Parents, if you don’t know, ask.
Robin Lake, director of the Center on Reinventing Public Education (CRPE), told me in November, ““An unprecedented influx of dollars with zero accountability is where we stand currently. Parents can’t wait months or years to learn if these funds are being spent on things that will help their child get back on track academically or that will address mental health or other barriers to learning. They need answers now.”
In other NJGPA-related news, the State Assembly has passed a bill that would make this year’s high school diploma-qualifying assessment a “field test.” The bill’s sponsor, Assemblyman Ralph Caputo, said he proposed it because of concerns about how the test would affect the well-being of high school juniors who faced personal and academic setbacks during the pandemic.
Caputo is joined in the effort by the state teachers union lobbyists and Education Law Center, which argues the State Department of Education (DOE) “did not release the data or technical reports its cut score recommendation was based on.”

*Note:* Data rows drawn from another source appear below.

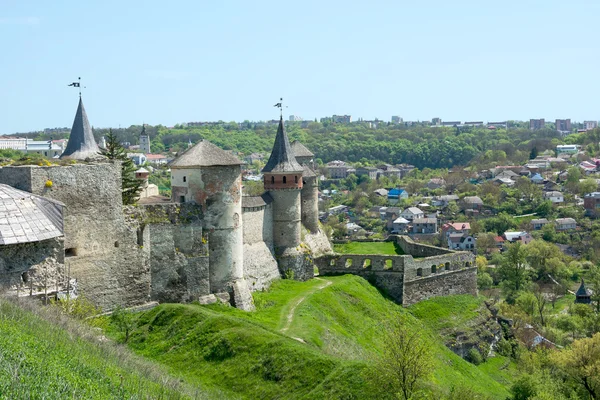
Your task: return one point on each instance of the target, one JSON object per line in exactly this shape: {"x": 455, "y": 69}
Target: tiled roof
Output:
{"x": 25, "y": 217}
{"x": 282, "y": 158}
{"x": 81, "y": 144}
{"x": 205, "y": 154}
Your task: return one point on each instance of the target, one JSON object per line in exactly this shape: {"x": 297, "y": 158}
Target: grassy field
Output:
{"x": 382, "y": 248}
{"x": 62, "y": 360}
{"x": 307, "y": 340}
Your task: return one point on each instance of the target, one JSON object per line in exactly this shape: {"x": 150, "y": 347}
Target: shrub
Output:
{"x": 474, "y": 356}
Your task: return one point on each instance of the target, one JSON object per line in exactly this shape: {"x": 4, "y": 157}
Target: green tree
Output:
{"x": 406, "y": 359}
{"x": 131, "y": 186}
{"x": 513, "y": 269}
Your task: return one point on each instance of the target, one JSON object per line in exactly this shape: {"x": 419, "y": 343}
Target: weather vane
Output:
{"x": 280, "y": 105}
{"x": 77, "y": 85}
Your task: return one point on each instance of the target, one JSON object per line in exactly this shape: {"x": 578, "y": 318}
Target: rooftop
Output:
{"x": 25, "y": 217}
{"x": 204, "y": 154}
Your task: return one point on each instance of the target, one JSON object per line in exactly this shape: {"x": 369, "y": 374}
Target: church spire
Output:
{"x": 282, "y": 159}
{"x": 81, "y": 143}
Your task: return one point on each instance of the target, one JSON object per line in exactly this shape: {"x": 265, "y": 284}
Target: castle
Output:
{"x": 207, "y": 241}
{"x": 64, "y": 228}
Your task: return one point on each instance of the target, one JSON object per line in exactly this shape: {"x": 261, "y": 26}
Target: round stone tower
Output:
{"x": 211, "y": 177}
{"x": 310, "y": 187}
{"x": 283, "y": 181}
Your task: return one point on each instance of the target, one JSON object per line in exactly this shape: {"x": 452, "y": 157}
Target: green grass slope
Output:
{"x": 306, "y": 340}
{"x": 42, "y": 360}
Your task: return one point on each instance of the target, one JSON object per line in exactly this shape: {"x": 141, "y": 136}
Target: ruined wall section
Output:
{"x": 33, "y": 265}
{"x": 100, "y": 246}
{"x": 260, "y": 265}
{"x": 384, "y": 272}
{"x": 172, "y": 237}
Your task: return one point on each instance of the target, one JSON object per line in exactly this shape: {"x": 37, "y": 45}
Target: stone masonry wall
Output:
{"x": 384, "y": 272}
{"x": 42, "y": 263}
{"x": 260, "y": 266}
{"x": 102, "y": 253}
{"x": 463, "y": 281}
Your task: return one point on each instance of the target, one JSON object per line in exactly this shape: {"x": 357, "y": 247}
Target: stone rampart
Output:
{"x": 425, "y": 272}
{"x": 260, "y": 266}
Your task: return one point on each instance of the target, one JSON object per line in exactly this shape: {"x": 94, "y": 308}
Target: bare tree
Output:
{"x": 406, "y": 360}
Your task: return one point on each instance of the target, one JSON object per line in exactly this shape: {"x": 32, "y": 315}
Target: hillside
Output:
{"x": 313, "y": 339}
{"x": 63, "y": 359}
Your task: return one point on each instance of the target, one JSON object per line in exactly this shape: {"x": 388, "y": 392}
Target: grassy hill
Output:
{"x": 306, "y": 340}
{"x": 48, "y": 356}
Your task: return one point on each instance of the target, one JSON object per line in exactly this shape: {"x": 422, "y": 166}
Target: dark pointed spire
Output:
{"x": 81, "y": 143}
{"x": 282, "y": 158}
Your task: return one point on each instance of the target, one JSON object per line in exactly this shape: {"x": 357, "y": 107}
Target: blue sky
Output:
{"x": 178, "y": 61}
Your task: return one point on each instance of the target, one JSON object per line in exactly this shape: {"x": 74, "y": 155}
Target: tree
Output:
{"x": 581, "y": 362}
{"x": 406, "y": 359}
{"x": 513, "y": 269}
{"x": 131, "y": 186}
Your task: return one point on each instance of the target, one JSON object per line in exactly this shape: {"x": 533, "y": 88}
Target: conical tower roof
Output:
{"x": 282, "y": 158}
{"x": 205, "y": 154}
{"x": 81, "y": 143}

That’s true. The lack of information led the State Board of Education to reject the DOE’s recommendation that a passing score be set at 725 (on a scale from 650-850), which means “partially meets expectations” in 10th grade reading and algebra. Instead, the Board voted to make a passing score 750, which means “meets expectations.” (You can read about the debate here.) Also, the DOE changed the definition of a high school diploma from “college and career-ready” to “high school graduation-ready.” The State Board’s brazen attempt to lower standards was criticized by Chris Emigholz, vice president of government affairs for the NJ Business and Industry Association. “Any attempt to lower standards,” he remarked, “is always very worrisome in terms of the future workforce.”
There is a companion bill in the State Senate, currently working its way through the legislative process. If the bill passes the Senate and Gov. Murphy signs it, this year’s test will not count towards, well, anything, possibly dampening parents’ ardor for challenging their districts to account for that “once-in-a-lifetime” infusion of COVID learning loss money.